At
UCLA and other schools, some students are forgoing French, Spanish
and Chinese to try indigenous Latin American languages such as Zapotec,
Mixtec and Quechua. Some leap in for the adventure. Others want
to get closer to their roots.
The
words come out in abrupt breaths, as if Felipe Lopez were whispering
to the chalkboard.
"Rseidy.
Rseidy," he asks his students to repeat. "Learns."
"And
Dizh. Dizh, say it with me, is 'language.' "
In
unison, the students in the UCLA classroom follow, training their
tongues to the rhythm of Zapotec, an ancient language that few people
in Los Angeles have ever spoken or even heard. It comes from Oaxaca,
on the southern tip of Mexico, a state known for its elaborate,
historic traditions.
Many
of the students from La Puente, Redondo Beach, the San Gabriel
Valley have never traveled south to the Zapotec villages
and probably never will.
Still,
at UCLA and a few other universities, some are pushing aside French,
Spanish and Chinese to try rarely offered indigenous Latin American
languages such as Zapotec, Mixtec, Aymara and Quechua.
Some
leap in for the adventure. Others want to get closer to their roots.
History and anthropology students sometimes sign up for the sake
of research. And then there are the doctors, social workers and
teachers who hope to put what they learn to immediate practical
use.
"Learning
standard languages doesn't help you understand the needs of regional
areas," said Ramona Perez, director of the Center for Latin
American Studies at San Diego State University. "But indigenous
languages show you all the diversity we have."
The
university began teaching Mixteco a decade ago. A few years later,
it partnered with UC San Diego and started to offer first Zapotec,
then Aymara, a language spoken in Bolivia, Peru and Chile.
Classes
at San Diego State remain small; sometimes as few as half a dozen
people show. When Angelina Torres was first asked to teach her native
language, Mixteco, there, she scoffed at the idea. "Why would
anyone want to learn Mixteco?" she thought to herself.
Growing
up in Ixpantepec Nieves, a mountainous village in Oaxaca, she had
seen anthropologists come and go, their notebooks full of words
she couldn't read. She didn't understand why they would spend months
studying her culture and history.
"That's
something we never had a chance to do ourselves," she said.

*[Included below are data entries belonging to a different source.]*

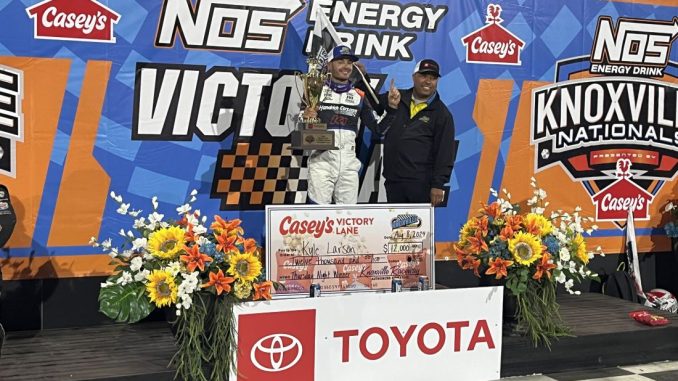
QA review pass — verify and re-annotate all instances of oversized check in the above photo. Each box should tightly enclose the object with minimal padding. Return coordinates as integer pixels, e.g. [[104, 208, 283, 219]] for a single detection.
[[266, 204, 435, 296]]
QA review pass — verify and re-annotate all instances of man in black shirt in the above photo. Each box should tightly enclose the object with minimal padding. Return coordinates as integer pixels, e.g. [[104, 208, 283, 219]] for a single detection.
[[360, 59, 454, 206]]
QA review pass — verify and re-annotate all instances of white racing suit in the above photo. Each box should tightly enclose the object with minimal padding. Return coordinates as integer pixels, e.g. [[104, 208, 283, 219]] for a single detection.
[[307, 81, 393, 204]]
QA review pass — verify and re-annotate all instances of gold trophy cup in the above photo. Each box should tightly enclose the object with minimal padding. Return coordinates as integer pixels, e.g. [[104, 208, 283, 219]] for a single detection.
[[291, 58, 337, 150]]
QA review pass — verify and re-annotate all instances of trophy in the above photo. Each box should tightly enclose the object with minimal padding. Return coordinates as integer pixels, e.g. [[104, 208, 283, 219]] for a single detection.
[[290, 58, 337, 150]]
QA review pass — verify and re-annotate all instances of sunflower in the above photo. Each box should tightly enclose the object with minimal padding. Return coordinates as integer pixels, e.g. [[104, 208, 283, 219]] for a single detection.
[[146, 270, 177, 307], [459, 218, 478, 246], [228, 253, 261, 282], [509, 232, 542, 266], [233, 282, 252, 299], [572, 233, 589, 264], [148, 226, 186, 259], [525, 213, 553, 237]]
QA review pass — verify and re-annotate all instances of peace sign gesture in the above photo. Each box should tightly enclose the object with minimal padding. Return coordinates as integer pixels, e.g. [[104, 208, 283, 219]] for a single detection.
[[388, 78, 400, 109]]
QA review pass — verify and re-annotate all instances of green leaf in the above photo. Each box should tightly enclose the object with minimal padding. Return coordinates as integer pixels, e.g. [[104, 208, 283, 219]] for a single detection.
[[99, 283, 155, 323], [518, 283, 527, 294]]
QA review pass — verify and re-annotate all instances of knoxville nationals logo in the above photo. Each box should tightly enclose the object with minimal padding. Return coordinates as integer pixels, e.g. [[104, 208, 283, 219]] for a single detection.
[[531, 16, 678, 221]]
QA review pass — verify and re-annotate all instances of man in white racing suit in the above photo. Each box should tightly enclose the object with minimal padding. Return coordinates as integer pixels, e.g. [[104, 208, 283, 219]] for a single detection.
[[302, 45, 395, 204]]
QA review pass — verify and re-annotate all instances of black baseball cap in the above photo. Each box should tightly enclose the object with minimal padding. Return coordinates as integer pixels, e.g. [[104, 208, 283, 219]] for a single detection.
[[414, 59, 440, 77]]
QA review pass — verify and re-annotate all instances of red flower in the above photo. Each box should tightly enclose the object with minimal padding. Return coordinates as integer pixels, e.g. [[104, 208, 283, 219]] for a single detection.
[[480, 201, 500, 218], [214, 233, 238, 253], [210, 216, 244, 235], [468, 231, 489, 254], [499, 225, 514, 241], [179, 245, 212, 272], [202, 269, 235, 295], [532, 253, 556, 280]]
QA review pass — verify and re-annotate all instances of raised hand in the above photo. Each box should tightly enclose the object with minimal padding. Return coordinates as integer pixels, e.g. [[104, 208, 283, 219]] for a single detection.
[[388, 78, 400, 109]]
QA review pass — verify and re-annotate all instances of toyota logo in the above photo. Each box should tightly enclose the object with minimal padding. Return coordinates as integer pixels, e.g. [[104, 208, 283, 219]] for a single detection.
[[250, 333, 303, 372]]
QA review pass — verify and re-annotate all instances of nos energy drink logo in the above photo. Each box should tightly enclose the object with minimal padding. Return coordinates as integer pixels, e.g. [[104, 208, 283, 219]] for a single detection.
[[531, 16, 678, 226]]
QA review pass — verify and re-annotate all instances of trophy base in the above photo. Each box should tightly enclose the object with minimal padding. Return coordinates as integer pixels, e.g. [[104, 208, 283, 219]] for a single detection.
[[290, 128, 339, 150]]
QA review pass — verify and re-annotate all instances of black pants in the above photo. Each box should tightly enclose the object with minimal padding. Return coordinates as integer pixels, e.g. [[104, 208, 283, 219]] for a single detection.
[[384, 181, 431, 204]]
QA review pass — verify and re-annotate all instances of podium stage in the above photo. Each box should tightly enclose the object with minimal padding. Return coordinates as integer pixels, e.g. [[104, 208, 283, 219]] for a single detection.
[[0, 293, 678, 381]]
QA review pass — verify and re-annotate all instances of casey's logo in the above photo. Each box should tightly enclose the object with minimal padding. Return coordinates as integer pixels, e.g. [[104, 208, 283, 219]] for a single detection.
[[26, 0, 120, 42], [591, 159, 654, 221], [461, 4, 525, 65]]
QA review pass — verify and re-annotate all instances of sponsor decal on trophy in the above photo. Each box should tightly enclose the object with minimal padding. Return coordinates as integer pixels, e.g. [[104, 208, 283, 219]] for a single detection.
[[291, 58, 337, 150]]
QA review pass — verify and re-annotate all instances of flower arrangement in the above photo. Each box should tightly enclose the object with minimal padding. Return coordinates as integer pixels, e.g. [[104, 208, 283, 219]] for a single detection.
[[664, 201, 678, 238], [455, 178, 604, 347], [91, 190, 274, 380]]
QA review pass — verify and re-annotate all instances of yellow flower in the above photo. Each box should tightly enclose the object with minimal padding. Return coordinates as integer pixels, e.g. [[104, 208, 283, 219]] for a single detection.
[[228, 249, 261, 282], [148, 226, 186, 259], [525, 213, 553, 237], [233, 282, 252, 299], [509, 232, 542, 266], [146, 270, 177, 307], [572, 233, 589, 264], [459, 217, 478, 246]]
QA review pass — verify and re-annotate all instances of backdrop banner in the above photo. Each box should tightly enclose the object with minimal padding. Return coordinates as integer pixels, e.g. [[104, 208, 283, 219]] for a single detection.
[[0, 0, 678, 279]]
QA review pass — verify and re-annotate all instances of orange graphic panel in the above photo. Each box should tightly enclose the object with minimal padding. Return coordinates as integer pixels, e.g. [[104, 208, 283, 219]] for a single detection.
[[0, 57, 71, 247], [48, 61, 111, 246], [468, 79, 514, 218]]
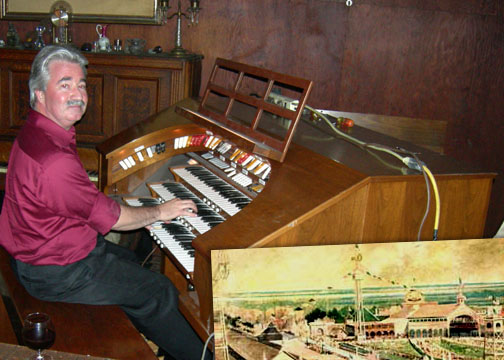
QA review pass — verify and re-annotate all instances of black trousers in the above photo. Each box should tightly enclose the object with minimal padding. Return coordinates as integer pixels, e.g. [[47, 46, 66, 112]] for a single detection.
[[13, 235, 210, 360]]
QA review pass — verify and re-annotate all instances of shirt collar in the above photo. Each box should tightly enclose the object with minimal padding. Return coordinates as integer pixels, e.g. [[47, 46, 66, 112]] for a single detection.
[[26, 109, 75, 147]]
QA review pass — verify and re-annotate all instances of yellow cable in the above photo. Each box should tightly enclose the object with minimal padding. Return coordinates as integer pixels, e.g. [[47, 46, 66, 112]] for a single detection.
[[422, 165, 441, 240]]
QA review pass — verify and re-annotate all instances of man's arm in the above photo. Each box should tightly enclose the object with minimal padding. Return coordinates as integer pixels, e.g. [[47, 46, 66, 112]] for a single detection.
[[112, 199, 197, 231]]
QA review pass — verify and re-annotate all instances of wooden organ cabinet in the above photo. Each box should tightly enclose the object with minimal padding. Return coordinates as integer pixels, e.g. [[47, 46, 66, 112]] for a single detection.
[[98, 59, 495, 339], [0, 48, 202, 177]]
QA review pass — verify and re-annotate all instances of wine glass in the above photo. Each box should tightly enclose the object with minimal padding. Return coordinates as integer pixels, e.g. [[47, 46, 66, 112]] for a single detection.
[[21, 312, 56, 360]]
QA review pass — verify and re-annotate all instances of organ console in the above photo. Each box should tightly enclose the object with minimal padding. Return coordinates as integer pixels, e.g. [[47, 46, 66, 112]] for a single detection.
[[97, 59, 495, 339]]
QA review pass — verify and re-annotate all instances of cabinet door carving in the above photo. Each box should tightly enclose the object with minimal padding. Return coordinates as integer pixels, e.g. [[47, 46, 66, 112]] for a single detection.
[[0, 48, 202, 170]]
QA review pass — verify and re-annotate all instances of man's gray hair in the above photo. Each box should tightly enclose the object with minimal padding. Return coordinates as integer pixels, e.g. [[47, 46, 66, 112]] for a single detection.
[[28, 45, 88, 109]]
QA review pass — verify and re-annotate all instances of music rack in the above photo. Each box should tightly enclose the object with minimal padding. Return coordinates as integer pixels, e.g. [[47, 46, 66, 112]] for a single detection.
[[176, 58, 313, 162]]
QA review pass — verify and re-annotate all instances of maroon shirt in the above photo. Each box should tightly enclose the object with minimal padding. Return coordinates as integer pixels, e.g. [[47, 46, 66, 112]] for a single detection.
[[0, 110, 120, 265]]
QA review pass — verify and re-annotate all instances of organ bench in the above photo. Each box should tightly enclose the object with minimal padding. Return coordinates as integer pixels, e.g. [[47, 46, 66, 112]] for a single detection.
[[0, 247, 157, 360]]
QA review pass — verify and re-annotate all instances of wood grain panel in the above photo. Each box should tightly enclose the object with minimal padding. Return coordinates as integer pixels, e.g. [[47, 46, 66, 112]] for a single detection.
[[115, 78, 159, 131], [76, 73, 105, 143]]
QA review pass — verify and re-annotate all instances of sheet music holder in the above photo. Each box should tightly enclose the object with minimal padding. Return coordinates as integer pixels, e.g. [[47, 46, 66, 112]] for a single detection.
[[176, 58, 313, 162]]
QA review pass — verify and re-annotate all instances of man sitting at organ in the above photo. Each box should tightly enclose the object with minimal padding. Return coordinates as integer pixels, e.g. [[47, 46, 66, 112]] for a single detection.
[[0, 46, 210, 359]]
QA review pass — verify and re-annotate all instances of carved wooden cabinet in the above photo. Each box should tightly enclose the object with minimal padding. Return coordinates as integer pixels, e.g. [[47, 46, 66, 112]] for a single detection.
[[0, 48, 203, 170]]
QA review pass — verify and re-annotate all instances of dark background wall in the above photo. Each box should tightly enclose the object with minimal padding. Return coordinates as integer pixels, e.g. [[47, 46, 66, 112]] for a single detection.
[[0, 0, 504, 236]]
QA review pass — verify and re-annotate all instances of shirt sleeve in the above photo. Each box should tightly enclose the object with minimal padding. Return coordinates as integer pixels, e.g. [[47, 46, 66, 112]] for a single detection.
[[38, 153, 120, 234]]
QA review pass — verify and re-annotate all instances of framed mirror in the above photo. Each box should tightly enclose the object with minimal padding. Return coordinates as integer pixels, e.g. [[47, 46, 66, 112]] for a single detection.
[[0, 0, 160, 24]]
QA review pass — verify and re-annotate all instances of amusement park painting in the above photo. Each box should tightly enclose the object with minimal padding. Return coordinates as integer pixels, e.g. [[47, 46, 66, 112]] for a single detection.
[[211, 238, 504, 360]]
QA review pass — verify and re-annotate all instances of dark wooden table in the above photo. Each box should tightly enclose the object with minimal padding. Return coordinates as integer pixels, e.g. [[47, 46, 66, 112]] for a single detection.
[[0, 343, 110, 360]]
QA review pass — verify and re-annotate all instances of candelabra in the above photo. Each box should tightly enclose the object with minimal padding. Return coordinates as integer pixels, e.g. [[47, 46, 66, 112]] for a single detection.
[[157, 0, 201, 57]]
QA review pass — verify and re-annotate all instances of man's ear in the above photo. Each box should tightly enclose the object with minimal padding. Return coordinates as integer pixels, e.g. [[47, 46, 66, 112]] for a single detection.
[[35, 90, 45, 104]]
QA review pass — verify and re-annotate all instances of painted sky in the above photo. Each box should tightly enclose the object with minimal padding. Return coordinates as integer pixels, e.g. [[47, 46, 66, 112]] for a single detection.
[[212, 239, 504, 296]]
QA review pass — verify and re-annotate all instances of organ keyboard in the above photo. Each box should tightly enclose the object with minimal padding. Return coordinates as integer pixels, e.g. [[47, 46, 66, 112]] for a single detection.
[[98, 59, 494, 340]]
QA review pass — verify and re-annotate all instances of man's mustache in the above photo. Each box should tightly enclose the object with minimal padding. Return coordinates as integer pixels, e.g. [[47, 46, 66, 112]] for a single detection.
[[67, 100, 86, 107]]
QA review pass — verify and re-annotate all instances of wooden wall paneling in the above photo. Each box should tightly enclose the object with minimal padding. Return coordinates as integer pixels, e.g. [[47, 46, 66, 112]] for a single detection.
[[6, 64, 30, 133], [114, 75, 160, 132]]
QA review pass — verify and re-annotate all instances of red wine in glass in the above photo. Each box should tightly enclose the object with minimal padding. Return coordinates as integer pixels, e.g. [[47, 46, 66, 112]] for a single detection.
[[21, 312, 56, 360]]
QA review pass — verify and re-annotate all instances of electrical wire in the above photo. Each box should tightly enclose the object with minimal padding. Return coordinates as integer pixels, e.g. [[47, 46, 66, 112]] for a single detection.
[[422, 165, 441, 240], [305, 105, 441, 240], [201, 333, 214, 360]]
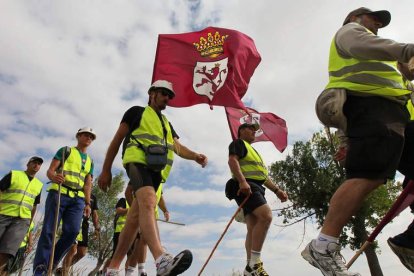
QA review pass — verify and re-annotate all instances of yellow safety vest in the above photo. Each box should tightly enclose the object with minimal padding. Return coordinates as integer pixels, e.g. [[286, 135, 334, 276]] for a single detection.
[[19, 220, 34, 248], [122, 106, 174, 182], [326, 29, 411, 100], [115, 199, 129, 233], [0, 171, 43, 219], [48, 147, 92, 198], [233, 140, 268, 181]]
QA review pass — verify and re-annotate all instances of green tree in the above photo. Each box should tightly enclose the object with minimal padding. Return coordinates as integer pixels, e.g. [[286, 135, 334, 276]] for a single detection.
[[270, 130, 400, 276], [88, 171, 125, 275]]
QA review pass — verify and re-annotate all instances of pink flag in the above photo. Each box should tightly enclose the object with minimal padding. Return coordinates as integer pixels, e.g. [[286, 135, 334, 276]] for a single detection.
[[152, 27, 261, 108], [226, 107, 287, 152]]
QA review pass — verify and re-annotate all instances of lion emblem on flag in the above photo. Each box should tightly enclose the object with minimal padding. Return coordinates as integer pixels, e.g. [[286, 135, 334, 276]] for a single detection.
[[193, 58, 228, 101]]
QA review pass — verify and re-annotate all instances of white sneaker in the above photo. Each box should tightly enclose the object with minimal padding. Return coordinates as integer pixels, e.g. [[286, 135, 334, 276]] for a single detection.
[[125, 268, 135, 276], [105, 269, 120, 276], [157, 250, 193, 276], [301, 240, 361, 276]]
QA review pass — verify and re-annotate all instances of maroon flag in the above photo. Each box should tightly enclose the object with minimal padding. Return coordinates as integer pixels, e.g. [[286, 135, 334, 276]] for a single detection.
[[152, 27, 261, 108], [226, 107, 287, 152]]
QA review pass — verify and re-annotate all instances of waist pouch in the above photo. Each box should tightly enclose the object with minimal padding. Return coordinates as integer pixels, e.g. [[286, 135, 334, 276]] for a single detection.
[[145, 144, 168, 172]]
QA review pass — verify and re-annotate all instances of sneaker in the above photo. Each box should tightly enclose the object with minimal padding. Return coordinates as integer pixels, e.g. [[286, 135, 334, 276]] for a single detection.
[[33, 264, 47, 276], [301, 240, 361, 276], [157, 250, 193, 276], [243, 262, 269, 276], [387, 238, 414, 272]]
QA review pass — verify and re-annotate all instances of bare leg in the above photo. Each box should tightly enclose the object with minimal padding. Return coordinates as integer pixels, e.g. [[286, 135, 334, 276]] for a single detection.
[[247, 204, 272, 252], [321, 178, 384, 237], [107, 198, 141, 269], [135, 186, 163, 260], [125, 237, 147, 267], [244, 214, 257, 260]]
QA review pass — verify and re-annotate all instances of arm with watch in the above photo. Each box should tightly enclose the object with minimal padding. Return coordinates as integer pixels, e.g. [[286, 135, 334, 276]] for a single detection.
[[83, 174, 92, 218], [263, 177, 288, 202]]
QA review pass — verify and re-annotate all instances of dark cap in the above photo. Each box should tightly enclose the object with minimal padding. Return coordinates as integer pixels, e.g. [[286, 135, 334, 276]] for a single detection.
[[27, 156, 43, 164], [148, 80, 175, 99], [343, 7, 391, 28], [237, 123, 260, 136]]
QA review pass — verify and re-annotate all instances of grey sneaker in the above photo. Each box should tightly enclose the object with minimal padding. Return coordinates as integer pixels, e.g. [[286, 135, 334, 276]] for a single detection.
[[157, 250, 193, 276], [387, 238, 414, 272], [243, 262, 269, 276], [301, 240, 361, 276]]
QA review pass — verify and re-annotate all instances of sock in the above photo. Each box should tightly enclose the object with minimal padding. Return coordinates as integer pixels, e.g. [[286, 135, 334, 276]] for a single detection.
[[249, 250, 260, 267], [314, 233, 339, 254], [127, 266, 136, 271], [155, 252, 165, 267], [138, 263, 145, 275]]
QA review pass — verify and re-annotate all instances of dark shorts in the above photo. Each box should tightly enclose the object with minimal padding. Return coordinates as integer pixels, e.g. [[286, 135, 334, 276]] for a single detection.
[[6, 246, 26, 274], [344, 95, 409, 180], [234, 181, 267, 216], [125, 163, 162, 191], [398, 121, 414, 179], [0, 215, 30, 257], [77, 220, 89, 247]]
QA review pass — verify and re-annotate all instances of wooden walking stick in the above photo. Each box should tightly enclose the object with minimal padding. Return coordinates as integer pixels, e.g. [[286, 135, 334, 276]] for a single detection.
[[346, 180, 414, 268], [198, 195, 250, 276], [47, 147, 66, 276]]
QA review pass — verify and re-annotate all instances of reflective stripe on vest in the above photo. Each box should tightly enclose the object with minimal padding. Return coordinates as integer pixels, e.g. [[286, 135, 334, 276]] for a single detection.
[[115, 199, 129, 233], [326, 29, 411, 100], [122, 106, 174, 182], [0, 171, 43, 218], [48, 147, 92, 197], [19, 220, 34, 248], [407, 100, 414, 121], [234, 140, 268, 181]]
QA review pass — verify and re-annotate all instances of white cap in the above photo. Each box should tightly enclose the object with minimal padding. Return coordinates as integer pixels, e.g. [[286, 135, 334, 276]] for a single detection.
[[148, 80, 175, 97], [76, 127, 96, 140]]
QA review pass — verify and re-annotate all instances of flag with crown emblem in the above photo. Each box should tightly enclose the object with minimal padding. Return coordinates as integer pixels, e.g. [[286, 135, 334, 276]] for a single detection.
[[225, 107, 288, 152], [152, 27, 261, 109]]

Instead, young people were encouraged to speak Spanish because Mixteco
"had no future."
When
she arrived in California at 22, she abandoned her native languages
altogether for English. It wasn't until she agreed to teach at San
Diego State that she began to take pride in her indigenous roots.
"Through
the students, I've learned to value my culture, to know my identity,"
Trujillo said.
In
Los Angeles, Felipe Lopez also gradually shed his shame for Zapotec.
Many
of the estimated 300,000 Oaxacans living in Los Angeles County are
of Zapotec decent, he said. He wanted the language and the culture
recognized as distinct, even in a sea of Spanish-speaking Mexicans.
Lopez
now represents his countrymen living in the United States by serving
as a liaison to the Oaxacan government. And he and two UCLA colleagues
worked for eight years in the 1990s to write the first Zapotec,
Spanish, English dictionary. The thick book defines 9,000 words
in Zapotec, a language that is hardly ever written.
During
class on a recent Tuesday morning, the small, soft-spoken man paced
across the front of the class, stopping now and then to glance at
a three-volume workbook he helped write for the course.
Fifteen
students focused intently on his tone; the slightest mispronunciation
can transform any Zapotec word, turning "flower" into
"stone" and "wind" into "ant."
Cheye-Ann
Corona,a 23-year-old master's student in urban planning and Latin
American, studies took careful notes, paying particularly close
attention to each point Lopez made about Zapotec culture, about
its hierarchical structure and emphasis on respect and harmony.
After graduating next summer, she plans to live in Oaxaca for a
year or two to help indigenous groups organize for social change.
"I
want to go down there and create a connection with the community,
immerse myself in it," Corona said.
Rebecca
Dufendach, a history student, wrote down the Zapotec words for "cat"
and "hat" peppered with y's and z's and h's
hoping they would one day help her tap into deeper meaning.
The
25-year-old from Gettysburg, Pa., intends to fly to Mexico soon
to work on her doctorate, translating century-old colonial documents
deeds, birth certificates, court hearings written
in indigenous languages.
"It's
important to interpret their history from their point of view, not
someone else's," she said.
Charly
Tapia joined the Zapotec class with his own plans for the future.
But they had nothing to do with academics. He was there to learn
about his history and the history of his Zapotec grandfather.
Tapia
remembers as a child visiting his grandparents in Puebla, Mexico,
and hearing their tones rise and fall in their native language.
Now and then, when a word sounded like Spanish, Tapia pretended
to understand.
"One
day I'd like to go back to his village, run into some relatives
and be able to exchange of couple of words with them," he said.